Négocié depuis deux ans, l’Accord de Commerce Anti-Contrefaçon (ACTA) est toujours étrangement protégé de tout regard extérieur. Si 42 organisations et industriels ont eu accès aux documents de travail, c’est uniquement sous la condition de s’engager à n’en rien divulguer.

En mai 2008, le monde a découvert grâce à une fuite qu’un nouveau traité sur la lutte contre la contrefaçon initié en 2007 par les Etats-Unis était négocié en toute confidentialité avec des délégations de la Commission européenne, du Japon et de la Suisse. L’Accord de Commerce Anti-Contrefaçon (ACTA) doit devenir le premier grand texte sur le droit d’auteur et la propriété intellectuelle depuis les accords de l’Organisation Mondiale de la Propriété Intellectuelle de 1996, qui ont abouti à la directive européenne sur le droit d’auteur de 2001 puis sur la en France sur la loi DADVSI.

L’ACTA poursuit une longue tradition qui confisque aux parlementaires nationaux le droit de décider eux-mêmes du niveau de protection qu’ils souhaitent accorder dans leur pays à la propriété intellectuelle, et qui leur donne simplement l’obligation politique de ratifier les accords négociés au plus haut niveau par les diplomates, avec différents lobbys.

Le Parlement Européen et différentes organisations de défense des intérêts publics dont l’EFF et Knowledge Economy réclament depuis des mois la publication des documents relatifs aux négociations, sans succès. Il leur est rétorqué que les documents sont classés « dans l’intérêt de la sécurité nationale« , sous l’Executive Order 12958 de 1995. C’est-à-dire ce qu’on appelle en France « Secret Défense ».

Finalement, la soupape s’ouvre légèrement. Comme le rapporte Libération, le bureau du Représentant américain au commerce a accepté d’ouvrir la consultation à 42 organisations et personnalités, pour la plupart des industriels, mais aussi des collectifs de défense des droits civils. Mais sous la condition qu’ils signent au préalable un accord de non-divulgation, qui leur interdit de parler des négociations et surtout de ce que contient le traité.
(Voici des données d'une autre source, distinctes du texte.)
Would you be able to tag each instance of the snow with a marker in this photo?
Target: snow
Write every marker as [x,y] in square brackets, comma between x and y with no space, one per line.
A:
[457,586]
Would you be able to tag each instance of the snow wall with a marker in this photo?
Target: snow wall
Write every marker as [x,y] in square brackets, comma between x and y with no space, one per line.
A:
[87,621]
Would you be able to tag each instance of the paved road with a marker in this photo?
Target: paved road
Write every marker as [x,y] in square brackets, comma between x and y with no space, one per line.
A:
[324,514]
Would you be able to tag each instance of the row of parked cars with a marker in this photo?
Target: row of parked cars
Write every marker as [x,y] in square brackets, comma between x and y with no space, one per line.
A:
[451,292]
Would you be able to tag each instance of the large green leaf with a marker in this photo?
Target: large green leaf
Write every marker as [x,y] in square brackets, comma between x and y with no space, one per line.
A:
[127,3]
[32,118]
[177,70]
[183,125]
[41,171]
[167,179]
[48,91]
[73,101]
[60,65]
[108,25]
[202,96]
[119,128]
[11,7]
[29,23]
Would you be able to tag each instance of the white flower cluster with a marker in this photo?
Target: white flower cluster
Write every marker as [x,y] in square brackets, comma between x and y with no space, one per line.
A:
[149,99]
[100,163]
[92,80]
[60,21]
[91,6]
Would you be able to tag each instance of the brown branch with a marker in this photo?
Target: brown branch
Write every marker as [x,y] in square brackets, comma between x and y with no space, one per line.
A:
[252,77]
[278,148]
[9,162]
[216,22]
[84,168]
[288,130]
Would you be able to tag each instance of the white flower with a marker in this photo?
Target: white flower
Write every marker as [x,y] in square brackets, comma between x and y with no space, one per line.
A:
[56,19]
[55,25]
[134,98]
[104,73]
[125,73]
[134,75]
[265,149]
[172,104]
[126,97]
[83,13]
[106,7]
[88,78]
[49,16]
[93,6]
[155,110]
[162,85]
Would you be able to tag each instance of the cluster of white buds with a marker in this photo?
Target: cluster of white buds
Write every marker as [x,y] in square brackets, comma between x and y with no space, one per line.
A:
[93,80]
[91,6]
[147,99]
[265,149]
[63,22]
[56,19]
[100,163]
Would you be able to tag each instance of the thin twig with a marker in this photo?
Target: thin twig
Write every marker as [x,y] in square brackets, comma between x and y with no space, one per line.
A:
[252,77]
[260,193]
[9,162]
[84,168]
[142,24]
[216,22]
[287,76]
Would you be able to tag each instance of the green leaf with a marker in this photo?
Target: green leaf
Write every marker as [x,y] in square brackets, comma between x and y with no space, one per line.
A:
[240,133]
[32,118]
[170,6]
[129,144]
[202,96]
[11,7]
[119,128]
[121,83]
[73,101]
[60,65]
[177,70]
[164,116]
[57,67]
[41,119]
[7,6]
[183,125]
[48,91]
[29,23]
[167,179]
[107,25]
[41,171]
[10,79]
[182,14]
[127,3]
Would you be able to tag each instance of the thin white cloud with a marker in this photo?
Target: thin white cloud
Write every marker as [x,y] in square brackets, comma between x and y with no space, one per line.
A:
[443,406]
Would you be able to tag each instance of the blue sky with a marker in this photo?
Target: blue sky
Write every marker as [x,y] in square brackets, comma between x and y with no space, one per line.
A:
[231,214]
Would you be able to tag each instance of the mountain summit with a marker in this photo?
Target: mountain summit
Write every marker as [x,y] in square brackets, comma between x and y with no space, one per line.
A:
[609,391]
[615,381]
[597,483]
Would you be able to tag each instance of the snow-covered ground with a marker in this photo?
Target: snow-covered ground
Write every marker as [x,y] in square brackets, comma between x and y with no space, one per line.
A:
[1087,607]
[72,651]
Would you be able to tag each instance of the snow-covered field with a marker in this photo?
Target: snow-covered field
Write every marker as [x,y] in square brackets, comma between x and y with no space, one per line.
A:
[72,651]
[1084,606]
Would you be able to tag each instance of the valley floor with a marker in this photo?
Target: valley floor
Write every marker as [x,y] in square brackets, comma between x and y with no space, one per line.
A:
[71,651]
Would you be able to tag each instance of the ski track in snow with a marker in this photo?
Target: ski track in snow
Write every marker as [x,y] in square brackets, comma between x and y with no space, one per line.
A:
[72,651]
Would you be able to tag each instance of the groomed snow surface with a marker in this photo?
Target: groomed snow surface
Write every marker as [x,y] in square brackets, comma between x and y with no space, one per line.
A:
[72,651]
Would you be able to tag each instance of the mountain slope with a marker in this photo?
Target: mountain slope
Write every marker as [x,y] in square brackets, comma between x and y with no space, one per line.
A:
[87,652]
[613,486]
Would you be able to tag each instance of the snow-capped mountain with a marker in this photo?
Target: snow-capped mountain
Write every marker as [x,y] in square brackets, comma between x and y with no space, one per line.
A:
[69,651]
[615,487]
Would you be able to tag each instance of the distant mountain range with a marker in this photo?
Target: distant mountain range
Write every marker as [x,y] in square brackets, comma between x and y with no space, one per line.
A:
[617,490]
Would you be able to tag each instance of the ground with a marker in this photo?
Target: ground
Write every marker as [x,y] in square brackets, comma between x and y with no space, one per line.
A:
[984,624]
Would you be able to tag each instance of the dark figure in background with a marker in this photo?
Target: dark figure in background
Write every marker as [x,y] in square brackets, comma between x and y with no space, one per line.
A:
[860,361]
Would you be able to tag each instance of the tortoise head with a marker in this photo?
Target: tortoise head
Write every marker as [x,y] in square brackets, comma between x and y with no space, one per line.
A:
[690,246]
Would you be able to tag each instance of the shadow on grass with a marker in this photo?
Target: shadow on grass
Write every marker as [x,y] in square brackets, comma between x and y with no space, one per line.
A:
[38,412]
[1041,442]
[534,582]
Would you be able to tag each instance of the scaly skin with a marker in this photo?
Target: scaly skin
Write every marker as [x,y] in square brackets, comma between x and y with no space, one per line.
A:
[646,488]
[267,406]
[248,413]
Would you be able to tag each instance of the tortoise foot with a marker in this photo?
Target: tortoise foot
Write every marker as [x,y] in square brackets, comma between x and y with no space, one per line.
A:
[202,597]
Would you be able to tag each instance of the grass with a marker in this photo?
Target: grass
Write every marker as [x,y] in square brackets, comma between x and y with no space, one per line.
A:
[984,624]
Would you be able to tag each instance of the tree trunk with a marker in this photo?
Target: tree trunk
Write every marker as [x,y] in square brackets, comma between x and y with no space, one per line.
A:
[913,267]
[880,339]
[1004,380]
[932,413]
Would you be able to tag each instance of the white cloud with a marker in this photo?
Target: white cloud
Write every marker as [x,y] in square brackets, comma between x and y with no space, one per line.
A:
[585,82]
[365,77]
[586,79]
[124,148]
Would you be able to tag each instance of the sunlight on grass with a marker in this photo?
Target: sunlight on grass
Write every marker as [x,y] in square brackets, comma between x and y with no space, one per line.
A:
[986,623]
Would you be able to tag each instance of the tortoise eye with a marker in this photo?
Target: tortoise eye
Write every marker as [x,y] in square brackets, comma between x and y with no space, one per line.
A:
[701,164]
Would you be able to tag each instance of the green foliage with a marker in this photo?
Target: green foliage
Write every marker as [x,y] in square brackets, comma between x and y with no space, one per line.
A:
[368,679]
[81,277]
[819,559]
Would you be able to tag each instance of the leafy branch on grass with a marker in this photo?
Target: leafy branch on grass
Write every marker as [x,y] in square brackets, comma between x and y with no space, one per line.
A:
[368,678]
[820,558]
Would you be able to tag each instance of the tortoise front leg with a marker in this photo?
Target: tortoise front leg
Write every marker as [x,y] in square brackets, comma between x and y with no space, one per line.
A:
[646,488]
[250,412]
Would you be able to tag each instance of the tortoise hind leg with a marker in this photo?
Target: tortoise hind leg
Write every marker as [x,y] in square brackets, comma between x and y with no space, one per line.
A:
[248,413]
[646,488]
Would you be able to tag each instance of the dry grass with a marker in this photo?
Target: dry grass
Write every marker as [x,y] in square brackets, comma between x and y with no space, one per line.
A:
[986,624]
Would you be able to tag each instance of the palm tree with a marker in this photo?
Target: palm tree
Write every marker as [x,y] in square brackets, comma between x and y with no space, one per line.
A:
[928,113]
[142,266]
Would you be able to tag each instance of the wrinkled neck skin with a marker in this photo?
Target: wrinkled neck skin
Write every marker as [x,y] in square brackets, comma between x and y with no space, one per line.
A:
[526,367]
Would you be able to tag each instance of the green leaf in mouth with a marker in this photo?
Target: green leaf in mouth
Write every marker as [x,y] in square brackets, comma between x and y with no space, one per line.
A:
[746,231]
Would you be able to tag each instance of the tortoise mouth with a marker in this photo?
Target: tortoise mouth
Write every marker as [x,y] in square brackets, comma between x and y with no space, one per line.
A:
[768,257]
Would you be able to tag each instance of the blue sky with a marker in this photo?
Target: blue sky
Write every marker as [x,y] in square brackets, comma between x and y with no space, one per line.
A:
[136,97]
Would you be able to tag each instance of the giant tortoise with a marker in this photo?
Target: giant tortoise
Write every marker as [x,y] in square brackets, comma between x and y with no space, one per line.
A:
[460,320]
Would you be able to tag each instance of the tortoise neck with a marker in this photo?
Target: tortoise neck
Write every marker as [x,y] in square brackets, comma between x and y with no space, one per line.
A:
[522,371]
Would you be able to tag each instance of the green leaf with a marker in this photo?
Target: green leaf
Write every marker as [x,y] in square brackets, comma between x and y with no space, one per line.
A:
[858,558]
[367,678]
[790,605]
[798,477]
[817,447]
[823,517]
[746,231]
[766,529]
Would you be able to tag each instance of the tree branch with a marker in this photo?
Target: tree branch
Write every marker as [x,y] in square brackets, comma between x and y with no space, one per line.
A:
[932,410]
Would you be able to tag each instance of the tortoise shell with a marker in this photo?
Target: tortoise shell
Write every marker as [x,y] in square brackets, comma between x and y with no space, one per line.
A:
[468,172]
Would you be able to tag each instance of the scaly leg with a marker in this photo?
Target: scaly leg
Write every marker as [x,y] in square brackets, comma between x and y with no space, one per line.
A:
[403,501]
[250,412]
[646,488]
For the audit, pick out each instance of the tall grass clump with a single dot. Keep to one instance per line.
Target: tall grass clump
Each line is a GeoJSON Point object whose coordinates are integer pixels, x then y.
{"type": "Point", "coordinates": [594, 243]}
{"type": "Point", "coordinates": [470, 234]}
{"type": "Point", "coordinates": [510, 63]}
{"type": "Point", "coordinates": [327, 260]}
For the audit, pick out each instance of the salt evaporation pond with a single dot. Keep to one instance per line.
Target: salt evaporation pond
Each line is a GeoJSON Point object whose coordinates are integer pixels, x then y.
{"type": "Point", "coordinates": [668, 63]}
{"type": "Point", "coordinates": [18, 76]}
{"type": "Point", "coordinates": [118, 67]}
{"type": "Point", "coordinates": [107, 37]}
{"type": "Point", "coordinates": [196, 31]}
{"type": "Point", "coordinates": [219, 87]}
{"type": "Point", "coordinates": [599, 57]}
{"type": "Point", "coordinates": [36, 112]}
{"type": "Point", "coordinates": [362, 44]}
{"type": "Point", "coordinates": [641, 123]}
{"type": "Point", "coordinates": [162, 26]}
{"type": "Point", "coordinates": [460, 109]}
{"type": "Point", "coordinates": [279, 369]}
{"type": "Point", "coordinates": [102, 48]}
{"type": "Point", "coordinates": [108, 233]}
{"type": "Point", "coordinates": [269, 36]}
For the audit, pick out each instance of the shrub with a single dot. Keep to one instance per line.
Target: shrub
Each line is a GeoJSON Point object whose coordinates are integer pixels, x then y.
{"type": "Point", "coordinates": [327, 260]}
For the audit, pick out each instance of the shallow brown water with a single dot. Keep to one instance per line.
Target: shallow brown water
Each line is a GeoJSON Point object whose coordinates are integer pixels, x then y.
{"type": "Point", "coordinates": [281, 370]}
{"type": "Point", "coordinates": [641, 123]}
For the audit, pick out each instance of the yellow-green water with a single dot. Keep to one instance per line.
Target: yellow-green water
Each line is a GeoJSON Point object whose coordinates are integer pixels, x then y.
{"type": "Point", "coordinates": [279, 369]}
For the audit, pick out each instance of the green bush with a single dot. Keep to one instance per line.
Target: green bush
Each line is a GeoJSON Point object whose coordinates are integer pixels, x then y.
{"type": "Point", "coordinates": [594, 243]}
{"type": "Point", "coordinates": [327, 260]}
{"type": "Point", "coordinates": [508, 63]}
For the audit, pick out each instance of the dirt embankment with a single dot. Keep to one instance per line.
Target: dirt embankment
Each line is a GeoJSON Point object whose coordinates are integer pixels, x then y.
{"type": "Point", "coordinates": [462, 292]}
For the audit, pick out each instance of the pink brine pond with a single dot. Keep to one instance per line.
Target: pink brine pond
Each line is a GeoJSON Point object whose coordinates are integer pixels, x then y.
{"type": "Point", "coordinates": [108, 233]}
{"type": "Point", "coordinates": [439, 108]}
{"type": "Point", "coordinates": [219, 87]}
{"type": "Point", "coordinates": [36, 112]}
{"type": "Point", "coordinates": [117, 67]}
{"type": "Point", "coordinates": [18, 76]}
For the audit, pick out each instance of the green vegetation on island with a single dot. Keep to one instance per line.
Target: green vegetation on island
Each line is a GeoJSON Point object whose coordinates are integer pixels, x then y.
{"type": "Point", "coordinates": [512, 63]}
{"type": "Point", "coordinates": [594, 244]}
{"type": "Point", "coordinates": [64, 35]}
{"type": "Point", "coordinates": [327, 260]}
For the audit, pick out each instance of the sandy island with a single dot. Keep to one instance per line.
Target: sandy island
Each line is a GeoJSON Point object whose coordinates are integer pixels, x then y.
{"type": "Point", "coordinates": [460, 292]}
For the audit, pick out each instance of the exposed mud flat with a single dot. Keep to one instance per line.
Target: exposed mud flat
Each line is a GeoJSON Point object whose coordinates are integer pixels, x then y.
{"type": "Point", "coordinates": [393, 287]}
Même la liste des personnalités invitées à consulter le texte sous ces conditions draconniènes devait être gardée secrète, toujours pour des motifs fallacieux de sécurité nationale. Elle a en fait été révélée par KEI, qui a entamé une procédure pour en avoir connaissance. Parmi ceux qui ont eu accès aux documents figurent ainsi la Business Software Alliance, Google, eBay, Verizon, Intel, News Corp, Sony Pictures, Time Warner, la MPAA, la RIAA, et divers autres groupes de protection de la propriété intellectuelle. Trois membres de Public Knownledge, un membre du Centre pour la Démocratie et la Technologie, et un membre de l’Association des industries de l’Electronique Grand Public figurent également dans la liste.

Mais pourquoi le public dans son ensemble, directement concerné par les lois qui découleront du traité, et plus largement les députés qui devront ratifier le traité en droit national, n’ont-ils pas accès aux documents de négociation ? Que contient ce traité qui justifie sa protection par le secret défense ? Ca n’a aucun sens, si ce n’est d’éviter un débat « trop public » qui donnerait du poids aux contestations des internautes.

D’ailleurs, les méthodes rappellent celles critiquées par Free pour la mission Olivennes. Les 42 chanceux ne peuvent pas repartir avec les documents, mais simplement les consulter dans des réunions.

Les négociations reprendront à Séoul, en Corée du Sud, du 4 au 6 novembre prochain.